A few feet away from the large magnifying lens that Snoke had taunted her with, Rey gasped. Though her heart was already pumping wildly, it skipped a beat as she raced over to it to make sure the hope of the Resistance surviving another day was still alive. To her relief, there were still a few left, but they were less than minutes away from being entirely wiped out if the bombardment from the Supremacy didn't stop.

"The fleet! Order them to stop firing—there's still time to save the fleet!" she exclaimed hastily, pointing out into the black expanse of space where a small explosion flared out of the darkness as another transport was hit on its way to the white marble of a planet in which she was unfamiliar. Chewie had said it was named Crait, but that was about all there was in public knowledge of the planet other than the fact its surface was covered in thick layers of salt and potentially housed an abandoned fort of some kind.

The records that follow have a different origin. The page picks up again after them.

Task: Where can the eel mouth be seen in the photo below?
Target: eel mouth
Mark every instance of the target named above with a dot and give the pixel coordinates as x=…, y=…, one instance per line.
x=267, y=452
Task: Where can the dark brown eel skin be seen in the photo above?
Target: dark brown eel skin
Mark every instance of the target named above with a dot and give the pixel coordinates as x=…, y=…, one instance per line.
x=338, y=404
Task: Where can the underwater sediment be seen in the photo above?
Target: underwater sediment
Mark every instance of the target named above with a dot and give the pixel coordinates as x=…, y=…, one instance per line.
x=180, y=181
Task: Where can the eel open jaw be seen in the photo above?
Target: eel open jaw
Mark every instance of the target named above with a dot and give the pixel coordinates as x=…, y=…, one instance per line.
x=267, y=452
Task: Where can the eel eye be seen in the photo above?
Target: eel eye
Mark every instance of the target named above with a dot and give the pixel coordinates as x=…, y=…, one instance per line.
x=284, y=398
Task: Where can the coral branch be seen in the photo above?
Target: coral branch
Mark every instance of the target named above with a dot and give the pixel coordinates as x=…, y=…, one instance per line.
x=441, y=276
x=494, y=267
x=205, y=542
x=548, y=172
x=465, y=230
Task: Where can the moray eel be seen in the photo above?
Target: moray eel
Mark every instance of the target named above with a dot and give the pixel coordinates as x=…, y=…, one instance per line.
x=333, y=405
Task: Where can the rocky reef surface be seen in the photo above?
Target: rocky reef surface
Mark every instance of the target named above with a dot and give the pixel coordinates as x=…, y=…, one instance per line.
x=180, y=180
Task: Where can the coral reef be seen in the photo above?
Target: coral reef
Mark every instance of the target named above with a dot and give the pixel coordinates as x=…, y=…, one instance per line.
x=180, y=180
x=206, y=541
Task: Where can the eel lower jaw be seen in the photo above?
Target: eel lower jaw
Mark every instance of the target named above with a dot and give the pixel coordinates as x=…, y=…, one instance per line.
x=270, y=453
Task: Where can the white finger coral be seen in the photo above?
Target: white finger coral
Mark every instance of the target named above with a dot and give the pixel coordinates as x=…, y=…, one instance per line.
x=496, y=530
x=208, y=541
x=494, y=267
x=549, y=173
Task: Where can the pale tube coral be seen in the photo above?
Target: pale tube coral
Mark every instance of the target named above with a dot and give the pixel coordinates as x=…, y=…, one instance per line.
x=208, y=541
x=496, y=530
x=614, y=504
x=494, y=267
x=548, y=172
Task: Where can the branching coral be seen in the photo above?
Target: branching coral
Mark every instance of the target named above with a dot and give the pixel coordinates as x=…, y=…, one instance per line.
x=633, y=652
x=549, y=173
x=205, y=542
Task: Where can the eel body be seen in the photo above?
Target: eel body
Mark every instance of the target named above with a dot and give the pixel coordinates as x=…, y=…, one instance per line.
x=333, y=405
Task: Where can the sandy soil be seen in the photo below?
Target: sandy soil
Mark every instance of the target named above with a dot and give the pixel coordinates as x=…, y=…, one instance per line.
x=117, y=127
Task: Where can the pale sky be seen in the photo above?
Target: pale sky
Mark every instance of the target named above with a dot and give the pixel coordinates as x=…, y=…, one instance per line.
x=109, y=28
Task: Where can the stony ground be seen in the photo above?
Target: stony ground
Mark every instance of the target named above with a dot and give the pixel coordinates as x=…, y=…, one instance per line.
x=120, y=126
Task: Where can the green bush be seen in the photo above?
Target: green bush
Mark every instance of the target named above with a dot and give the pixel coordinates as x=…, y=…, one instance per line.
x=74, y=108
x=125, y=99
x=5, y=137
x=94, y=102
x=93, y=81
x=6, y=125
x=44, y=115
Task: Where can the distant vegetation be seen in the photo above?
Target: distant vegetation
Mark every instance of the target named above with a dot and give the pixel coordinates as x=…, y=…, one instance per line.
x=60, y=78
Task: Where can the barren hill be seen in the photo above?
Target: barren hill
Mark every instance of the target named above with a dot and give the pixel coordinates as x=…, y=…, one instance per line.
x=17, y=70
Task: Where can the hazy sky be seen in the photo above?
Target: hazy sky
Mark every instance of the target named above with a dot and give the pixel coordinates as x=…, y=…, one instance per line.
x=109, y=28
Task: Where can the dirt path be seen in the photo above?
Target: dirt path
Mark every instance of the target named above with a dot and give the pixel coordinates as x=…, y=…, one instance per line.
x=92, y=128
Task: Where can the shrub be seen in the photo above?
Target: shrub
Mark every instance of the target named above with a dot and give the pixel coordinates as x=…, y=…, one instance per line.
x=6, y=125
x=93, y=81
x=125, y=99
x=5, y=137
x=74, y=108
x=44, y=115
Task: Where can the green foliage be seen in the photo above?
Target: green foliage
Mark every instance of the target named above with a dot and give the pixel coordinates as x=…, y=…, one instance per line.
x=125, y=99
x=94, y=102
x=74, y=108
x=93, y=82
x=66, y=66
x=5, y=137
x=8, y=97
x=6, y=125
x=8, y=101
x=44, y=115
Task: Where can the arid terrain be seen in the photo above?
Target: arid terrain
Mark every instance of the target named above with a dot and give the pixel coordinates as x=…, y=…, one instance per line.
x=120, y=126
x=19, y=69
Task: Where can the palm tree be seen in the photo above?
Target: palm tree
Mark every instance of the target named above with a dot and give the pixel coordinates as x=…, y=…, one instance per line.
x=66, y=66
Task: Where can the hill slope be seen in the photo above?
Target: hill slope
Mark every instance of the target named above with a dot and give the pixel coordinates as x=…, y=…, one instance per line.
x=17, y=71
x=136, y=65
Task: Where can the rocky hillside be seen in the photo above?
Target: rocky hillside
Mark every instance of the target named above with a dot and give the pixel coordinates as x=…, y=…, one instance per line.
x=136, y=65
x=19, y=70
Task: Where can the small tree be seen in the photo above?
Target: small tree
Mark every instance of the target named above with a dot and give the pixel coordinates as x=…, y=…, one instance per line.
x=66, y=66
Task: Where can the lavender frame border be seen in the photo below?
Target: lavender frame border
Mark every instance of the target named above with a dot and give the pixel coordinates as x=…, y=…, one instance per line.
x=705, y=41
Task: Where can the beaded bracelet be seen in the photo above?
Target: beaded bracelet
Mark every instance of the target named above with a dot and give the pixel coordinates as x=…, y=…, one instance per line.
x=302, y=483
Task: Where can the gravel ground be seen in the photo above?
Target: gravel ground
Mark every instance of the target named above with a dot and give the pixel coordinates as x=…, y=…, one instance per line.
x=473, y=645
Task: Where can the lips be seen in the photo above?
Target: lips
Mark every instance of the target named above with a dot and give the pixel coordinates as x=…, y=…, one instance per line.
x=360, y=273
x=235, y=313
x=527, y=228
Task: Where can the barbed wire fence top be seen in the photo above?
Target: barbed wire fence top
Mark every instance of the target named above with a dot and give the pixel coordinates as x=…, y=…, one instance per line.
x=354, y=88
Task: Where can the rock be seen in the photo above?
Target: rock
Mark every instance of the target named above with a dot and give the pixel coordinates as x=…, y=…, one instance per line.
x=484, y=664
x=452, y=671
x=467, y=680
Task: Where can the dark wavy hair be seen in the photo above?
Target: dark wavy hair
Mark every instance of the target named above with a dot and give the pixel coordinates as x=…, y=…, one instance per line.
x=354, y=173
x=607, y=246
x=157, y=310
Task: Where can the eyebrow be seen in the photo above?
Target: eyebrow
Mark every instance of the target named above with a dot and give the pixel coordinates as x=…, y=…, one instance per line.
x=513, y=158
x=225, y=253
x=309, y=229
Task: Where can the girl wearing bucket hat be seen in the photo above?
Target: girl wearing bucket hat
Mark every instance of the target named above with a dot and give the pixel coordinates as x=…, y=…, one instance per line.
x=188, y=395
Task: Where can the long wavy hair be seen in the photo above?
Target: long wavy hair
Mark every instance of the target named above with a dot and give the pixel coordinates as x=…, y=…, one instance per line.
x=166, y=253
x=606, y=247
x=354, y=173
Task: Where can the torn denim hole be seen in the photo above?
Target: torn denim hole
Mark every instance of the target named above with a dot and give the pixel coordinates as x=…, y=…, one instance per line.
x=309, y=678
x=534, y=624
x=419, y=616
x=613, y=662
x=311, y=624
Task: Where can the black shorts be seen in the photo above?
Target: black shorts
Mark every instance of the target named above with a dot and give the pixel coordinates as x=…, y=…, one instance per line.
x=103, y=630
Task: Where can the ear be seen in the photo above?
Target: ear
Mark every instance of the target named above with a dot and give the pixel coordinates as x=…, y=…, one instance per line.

Kylo didn't react to her plea, only walking over to stare at Snoke's bisected body as he clipped the Skywalker lightsaber to his belt. No, she thought to herself. Ben was his name, who he really was. She had been using it as a way of appealing to his humanity as Ben Solo, rather than the masked hunter that had pursued her in the forests of Takodana known as Kylo Ren.

He was breathing hard and fast from the battle as he turned to her.

"It's time to let old things die," he said, taking heavy steps to close the gap between them. "Snoke, Skywalker…the Sith, the Jedi, the Rebels—let it all die."

Another few steps and he was just outside an arm's length away. He breathed hard again, as if considering his next words carefully.

"Rey," he continued, lifting up a gloved hand to her, "I want you to join me."

Rey felt the offer before he had voiced it. Ben's presence had taken subtle shifts from the time that she had first boarded the Supremacy. At first, it was completely cold—devoid of any feeling. It had startled her then, but he had been tempering his emotions in the presence of his Stormtroopers. Once they had been in the elevator lift alone, her words had sparked some flickers of life back into him before going stone cold again under the watch of Snoke.

But now…

Now his emotions went unchecked. For the first time since his failed attempt to tear the map to Luke from her mind, his thoughts were bare, but this was different. This time he chose to let her in.

His hand still out to her, he said, "We can rule together and bring a new order to the galaxy."

Tears welled up in her eyes, and she was unable to keep them hidden. Her own emotions began running rampant through her. They were feelings of connection to someone that understood her better than anyone ever had; someone outside of Luke who shared the weight of powers unexplainable at their fingertips—perhaps someone who really could teach her. Her training with Luke had yielded…less than stellar results most times, as it was. At the same time, Rey knew what Ben wanted, and that was the end to this conflict between the First Order and the Resistance. More than that, he wanted it ended in swift fashion—which meant he wouldn't stop the barrage.

Rey finally spoke, struggling not to choke up between her weary breaths. "Ben, please don't do this—please don't go this way."

He wasn't having it. The eyes that were pleading to her showed signs of…distress, desperation.

"No, no, you're still…holding on! Let go!" he said shouting the last words in frustration, his once open hand now clenched shut.

Visibly forcing himself to a calmer demeanor, he straightened.

"Do you want to know the truth about your parents?"—Rey knew Ben saw her shift uncomfortably, and he pressed further— "Or have you always known?"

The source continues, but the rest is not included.